People just love to compare misfortune. People have lots of different reasons, and it’s worth looking at why just about all of them are bad ideas.
Some people like to compare their pain to someone else’s in order to claim a higher level of sympathy. “Oh, you broke your leg? Well, I broke BOTH legs, so give me more sympathy/attention/love/help/whatever.” This is, well, pretty obviously bad.
Some folks want to compare misfortune because they want to give themselves an elevated social status as a result of their reaction. “Oh, you broke your leg? I broke both legs, and you never heard me complain or ask for help. I guess that makes me better than you.” It was painful even to type that sentence ironically.
Then you have the other side of the spectrum – people who compare their pain to other people’s in order to devalue their own experience. “I know I lost both legs in that car accident, but there are people who lost both legs AND an arm, so I shouldn’t complain or I might be seen as dismissive of their pain and suffering.” At least this one is coming from a more altruistic place, but it’s still incorrect.
Look, here’s the reality. Everyone is going to endure some pain. Some people are, even in the most objective sense, going to go through rougher seas than others. But your pain isn’t relative to other people’s, it’s relative to your own life and circumstances.
Let me give you an extreme example: two people get into a car accident, and both of them lose their left hand. On the surface, this is the same thing – but if one of those people was a left-handed brain surgeon and the other one was a right-handed voice actor, their pain might not be the same! I actually experienced a real-life version of this when I worked in prosthetics. Two patients in the same month had almost the exact same injury, resulting in the loss of several fingers on one hand. For the first patient, he told me that the only real difference in his life was he changed how he made his coffee and bought sweatpants instead of jeans. The other patient was a violinist.

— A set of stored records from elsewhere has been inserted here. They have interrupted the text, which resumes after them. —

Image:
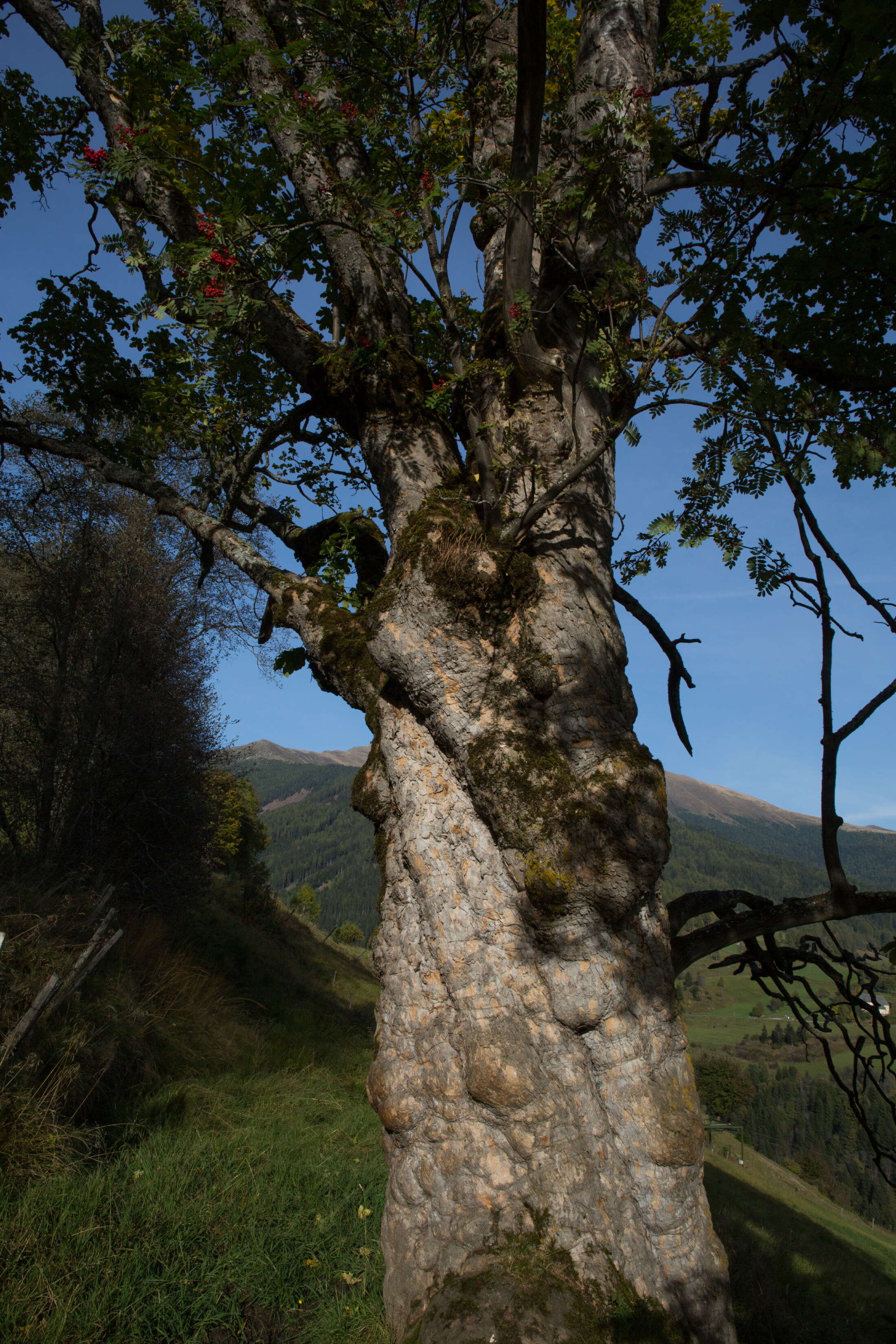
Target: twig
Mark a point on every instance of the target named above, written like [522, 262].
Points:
[678, 671]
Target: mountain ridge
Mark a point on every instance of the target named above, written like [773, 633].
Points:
[687, 797]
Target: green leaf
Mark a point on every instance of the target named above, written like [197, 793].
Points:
[291, 660]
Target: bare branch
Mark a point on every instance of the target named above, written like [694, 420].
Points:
[678, 671]
[671, 79]
[519, 237]
[676, 180]
[791, 914]
[518, 530]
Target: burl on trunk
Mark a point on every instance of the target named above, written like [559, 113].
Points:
[542, 1125]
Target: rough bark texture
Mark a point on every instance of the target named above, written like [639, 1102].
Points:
[531, 1072]
[542, 1125]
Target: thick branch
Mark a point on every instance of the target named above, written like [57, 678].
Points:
[789, 914]
[676, 180]
[519, 237]
[671, 79]
[516, 530]
[678, 671]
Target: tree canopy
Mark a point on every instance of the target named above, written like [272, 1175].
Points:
[291, 180]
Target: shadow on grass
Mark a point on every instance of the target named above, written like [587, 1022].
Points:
[793, 1281]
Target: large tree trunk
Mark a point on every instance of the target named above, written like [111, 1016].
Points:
[542, 1124]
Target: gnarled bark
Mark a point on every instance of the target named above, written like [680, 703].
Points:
[542, 1125]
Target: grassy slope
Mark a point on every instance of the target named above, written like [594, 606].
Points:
[801, 1272]
[231, 1211]
[729, 1022]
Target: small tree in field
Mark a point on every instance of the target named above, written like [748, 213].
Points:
[304, 902]
[540, 1117]
[348, 933]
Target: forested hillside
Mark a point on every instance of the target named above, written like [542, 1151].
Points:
[319, 838]
[316, 838]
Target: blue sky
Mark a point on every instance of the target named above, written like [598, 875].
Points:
[753, 718]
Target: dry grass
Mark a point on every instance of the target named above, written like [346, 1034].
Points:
[148, 1014]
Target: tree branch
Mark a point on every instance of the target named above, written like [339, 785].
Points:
[671, 79]
[678, 671]
[676, 180]
[791, 914]
[519, 237]
[304, 604]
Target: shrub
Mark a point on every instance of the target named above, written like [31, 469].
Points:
[304, 902]
[348, 933]
[723, 1085]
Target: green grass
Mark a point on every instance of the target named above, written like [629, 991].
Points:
[801, 1271]
[244, 1197]
[230, 1209]
[231, 1198]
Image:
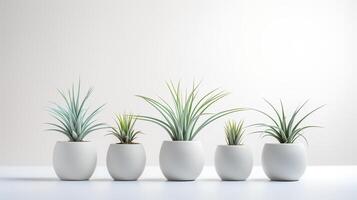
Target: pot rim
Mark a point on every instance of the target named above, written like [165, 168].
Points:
[73, 142]
[284, 144]
[123, 144]
[233, 146]
[181, 141]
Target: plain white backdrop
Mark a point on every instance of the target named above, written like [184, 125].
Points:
[277, 49]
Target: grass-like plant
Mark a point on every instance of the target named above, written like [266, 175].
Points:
[74, 119]
[234, 132]
[124, 129]
[181, 119]
[283, 128]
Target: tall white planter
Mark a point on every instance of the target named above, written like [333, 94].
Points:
[233, 162]
[284, 162]
[126, 161]
[181, 160]
[74, 160]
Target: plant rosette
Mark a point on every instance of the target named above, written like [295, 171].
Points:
[126, 162]
[74, 161]
[286, 160]
[181, 160]
[233, 162]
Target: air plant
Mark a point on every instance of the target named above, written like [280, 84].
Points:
[234, 132]
[74, 119]
[283, 128]
[124, 129]
[181, 120]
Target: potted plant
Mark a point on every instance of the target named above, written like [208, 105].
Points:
[182, 159]
[74, 159]
[286, 160]
[125, 160]
[234, 161]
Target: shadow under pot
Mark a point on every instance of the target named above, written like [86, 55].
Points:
[233, 162]
[284, 162]
[126, 162]
[181, 160]
[74, 161]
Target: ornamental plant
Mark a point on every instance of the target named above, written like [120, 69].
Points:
[283, 128]
[188, 113]
[73, 119]
[124, 129]
[234, 132]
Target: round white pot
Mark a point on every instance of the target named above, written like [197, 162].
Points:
[233, 162]
[181, 160]
[74, 160]
[126, 161]
[284, 162]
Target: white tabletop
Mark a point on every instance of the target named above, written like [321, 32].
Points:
[318, 182]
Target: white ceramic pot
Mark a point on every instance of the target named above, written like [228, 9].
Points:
[233, 162]
[74, 160]
[126, 162]
[181, 160]
[284, 162]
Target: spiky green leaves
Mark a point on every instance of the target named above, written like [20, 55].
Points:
[73, 119]
[234, 132]
[284, 129]
[124, 129]
[181, 119]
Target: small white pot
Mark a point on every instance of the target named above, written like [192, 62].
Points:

All this is to say that pain, suffering, loss and misfortune aren’t objective things. Not only could the exact same event be different levels of bad for different people, it might not even be bad for some folks! So trying to compare your roll of the dice to anyone else’s is a fool’s game to begin with. You can’t compare rotten apples to rotten oranges.
But on an even deeper level, even if there was some objective measure, it wouldn’t help you. Let’s say you could concretely determine that yes, you had in fact endured more “suffering points” than another person. This would fall into the category of information that’s “true, but not helpful.” Would knowing this help you lessen your pain? Solve your problems? Improve your circumstances?
Nope.
Pain, in addition to being non-relative, is not zero-sum. The same is true of sympathy. There’s plenty to go around of both.
Be understanding of others. Be focused on yourself.